While I have been very glad to see the frenzy over low latency connectivity bringing differentiation and favorable pricing trends to parts of the bandwidth market, in the past I have nevertheless taken a rather dim view of high frequency trading itself. My feeling has been that HFT adds little to the world except more liquidity where there was usually plenty already. Its real function is just to enable traders to pick each others’ pockets more frequently in a zero sum game. Well I think that’s still basically true, but nevertheless I like it now, and here’s why.

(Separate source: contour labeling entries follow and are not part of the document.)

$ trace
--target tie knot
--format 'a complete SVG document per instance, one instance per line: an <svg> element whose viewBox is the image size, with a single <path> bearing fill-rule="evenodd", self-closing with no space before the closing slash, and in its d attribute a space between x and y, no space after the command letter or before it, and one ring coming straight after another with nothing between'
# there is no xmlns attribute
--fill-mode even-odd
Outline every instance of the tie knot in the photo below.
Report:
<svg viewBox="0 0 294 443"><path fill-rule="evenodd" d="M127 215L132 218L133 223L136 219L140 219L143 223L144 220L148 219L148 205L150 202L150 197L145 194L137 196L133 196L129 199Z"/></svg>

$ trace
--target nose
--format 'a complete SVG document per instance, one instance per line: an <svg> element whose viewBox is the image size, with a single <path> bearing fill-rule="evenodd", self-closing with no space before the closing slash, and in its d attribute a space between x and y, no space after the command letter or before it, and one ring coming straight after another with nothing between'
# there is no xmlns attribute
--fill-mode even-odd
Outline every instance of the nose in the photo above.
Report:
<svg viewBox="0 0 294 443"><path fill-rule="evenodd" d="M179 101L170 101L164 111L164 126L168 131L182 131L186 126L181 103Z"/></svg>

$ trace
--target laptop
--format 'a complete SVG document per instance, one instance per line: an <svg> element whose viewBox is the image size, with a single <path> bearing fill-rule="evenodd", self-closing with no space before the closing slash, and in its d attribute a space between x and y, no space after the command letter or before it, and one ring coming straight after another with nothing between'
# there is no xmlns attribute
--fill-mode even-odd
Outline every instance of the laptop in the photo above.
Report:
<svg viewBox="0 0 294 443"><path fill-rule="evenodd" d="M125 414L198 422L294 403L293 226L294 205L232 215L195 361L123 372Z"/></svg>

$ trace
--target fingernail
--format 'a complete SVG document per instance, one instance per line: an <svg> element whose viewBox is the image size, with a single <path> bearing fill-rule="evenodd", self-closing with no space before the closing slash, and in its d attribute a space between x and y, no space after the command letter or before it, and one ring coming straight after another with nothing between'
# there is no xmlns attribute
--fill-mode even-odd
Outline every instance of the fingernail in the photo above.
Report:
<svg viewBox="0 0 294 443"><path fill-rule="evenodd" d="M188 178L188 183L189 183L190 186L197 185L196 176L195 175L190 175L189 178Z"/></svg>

The financial community is incredibly dependent on bandwidth and connectivity, more and more every day. But because of the excesses of the bubble and the ensuing aftermath, for a decade financial companies have been getting their bandwidth way too cheap in comparison to the value they derive from it. At some point, the pendulum had to swing back, and the dollars being spent by all the trading firms, banks, and exchanges on low latency connectivity are simply the physical manifestation of that starting to happen.
One of the greatest casualties of the telecom nuclear winter was differentiation in bandwidth. A wavelength became merely a wavelength to most buyers, no matter who you bought it from or what path the underlying fiber took – so long as the loop wasn’t collapsed and sometimes not even then. Sure network operators spent lots of marketing dollars trying to say otherwise, but only a few buyers (e.g. the gamers) cared, and pricing went to hell and stayed there. It bottomed out and started getting better in the past few years, but only now that traders are jockeying for position via the fastest routes from exchange to exchange are we seeing a sellers market emerge where differentiation makes all the difference.
If the financial sector spends too much money picking its own pocket by the millisecond rather than the second, then so what. It’s just a symptom of a greater truth: that fiber and transport and Ethernet and IP have enormous value to the global economy that has for too long exceeded the value its owners and operators have been able to derive from it. So while the HFT craze is often cast as an opportunity for the financial industry to make more money, I view it more as an increase in the whole sector’s cost of revenue that should have happened long ago. The glut is dead. Long live HFT.